As a new coach, you’re probably wondering whether you should focus on finding a niche right away or keep exploring different coaching areas. It’s a tough question to answer, but the good news is that you can do both.
Coaching is a set of skills, but it’s your unique strengths, interests, and experiences that determine your area of expertise or specialty. A niche, on the other hand, is the specific goals and challenges your specialty helps solve. People don’t pay for coaching, but for the transformation and result it provides.
So, should you be a generalist and take any clients you can get? You can, but it’s going to make it a lot harder to gain traction as a coach. Figuring out your specialty, niche, and value takes trial and error. Here’s what I suggest for new coaches in those early, messy days instead:
- Create a list of topics and challenges that interest you and you’re passionate about.

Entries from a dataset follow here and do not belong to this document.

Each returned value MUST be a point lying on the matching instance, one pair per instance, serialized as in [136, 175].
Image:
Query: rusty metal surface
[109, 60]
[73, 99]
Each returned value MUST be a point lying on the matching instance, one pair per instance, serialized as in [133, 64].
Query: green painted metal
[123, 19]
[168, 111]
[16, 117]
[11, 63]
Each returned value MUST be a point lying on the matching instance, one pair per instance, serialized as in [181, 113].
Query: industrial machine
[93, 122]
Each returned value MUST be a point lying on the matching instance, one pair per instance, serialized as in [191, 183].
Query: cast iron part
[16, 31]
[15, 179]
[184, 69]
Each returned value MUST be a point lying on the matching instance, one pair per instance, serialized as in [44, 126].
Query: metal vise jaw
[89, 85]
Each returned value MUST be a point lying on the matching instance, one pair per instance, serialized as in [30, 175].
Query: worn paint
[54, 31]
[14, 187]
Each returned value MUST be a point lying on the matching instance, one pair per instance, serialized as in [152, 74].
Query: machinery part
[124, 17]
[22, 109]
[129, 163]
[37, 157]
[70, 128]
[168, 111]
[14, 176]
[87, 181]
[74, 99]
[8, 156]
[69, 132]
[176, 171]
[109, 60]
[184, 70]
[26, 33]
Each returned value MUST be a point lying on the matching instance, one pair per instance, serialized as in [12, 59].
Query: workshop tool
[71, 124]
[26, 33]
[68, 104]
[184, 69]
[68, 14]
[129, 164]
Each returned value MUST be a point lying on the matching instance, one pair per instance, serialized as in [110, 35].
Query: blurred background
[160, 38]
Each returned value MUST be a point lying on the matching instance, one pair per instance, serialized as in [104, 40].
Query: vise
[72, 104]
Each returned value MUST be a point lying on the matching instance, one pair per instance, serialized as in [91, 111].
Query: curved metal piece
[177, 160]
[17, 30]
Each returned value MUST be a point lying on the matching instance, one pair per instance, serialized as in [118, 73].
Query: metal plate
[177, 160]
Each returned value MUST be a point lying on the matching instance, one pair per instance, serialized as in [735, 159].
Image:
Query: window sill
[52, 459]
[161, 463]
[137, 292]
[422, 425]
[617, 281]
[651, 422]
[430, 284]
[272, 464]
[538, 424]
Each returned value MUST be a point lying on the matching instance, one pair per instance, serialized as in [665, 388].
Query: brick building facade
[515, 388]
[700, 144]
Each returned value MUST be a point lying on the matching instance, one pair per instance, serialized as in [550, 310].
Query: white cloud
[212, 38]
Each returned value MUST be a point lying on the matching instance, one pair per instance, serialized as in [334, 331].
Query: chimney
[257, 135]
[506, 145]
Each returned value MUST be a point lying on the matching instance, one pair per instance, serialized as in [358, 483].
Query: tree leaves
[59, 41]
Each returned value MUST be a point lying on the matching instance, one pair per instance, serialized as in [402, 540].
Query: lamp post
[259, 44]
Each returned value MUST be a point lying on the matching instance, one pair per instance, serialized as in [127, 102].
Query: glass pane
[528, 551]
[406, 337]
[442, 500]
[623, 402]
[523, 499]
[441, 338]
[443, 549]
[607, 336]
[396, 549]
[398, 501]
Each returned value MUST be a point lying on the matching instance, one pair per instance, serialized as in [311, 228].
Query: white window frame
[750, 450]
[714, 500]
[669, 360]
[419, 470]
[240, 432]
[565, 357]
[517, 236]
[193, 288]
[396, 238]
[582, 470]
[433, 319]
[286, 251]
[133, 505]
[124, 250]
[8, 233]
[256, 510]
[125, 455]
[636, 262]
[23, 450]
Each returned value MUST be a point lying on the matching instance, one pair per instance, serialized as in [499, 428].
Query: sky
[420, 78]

- Use your gut and information to pick one niche to test out. This is your hypothesis.
- Go all in on that niche with your content, marketing, and connections for a specific period of time. Be agile.
- When something works well, spend some time thinking about why. When something doesn’t work well, spend some time thinking about why. Be curious.
- Use the data collected to determine if you want to keep going down that path, make slight adjustments, or try the next idea.
- Keep experimenting, improving, and innovating.
The speed of your experiments, your willingness to fail fast and forward, and the quality of your reflection will determine how quickly you find your niche. Just know that it will evolve and change over time.
Finding a niche vs. exploring your specialty isn’t an either-or question. As a new coach, you can focus on both by testing one niche at a time and being open to opportunities outside of your defined niche.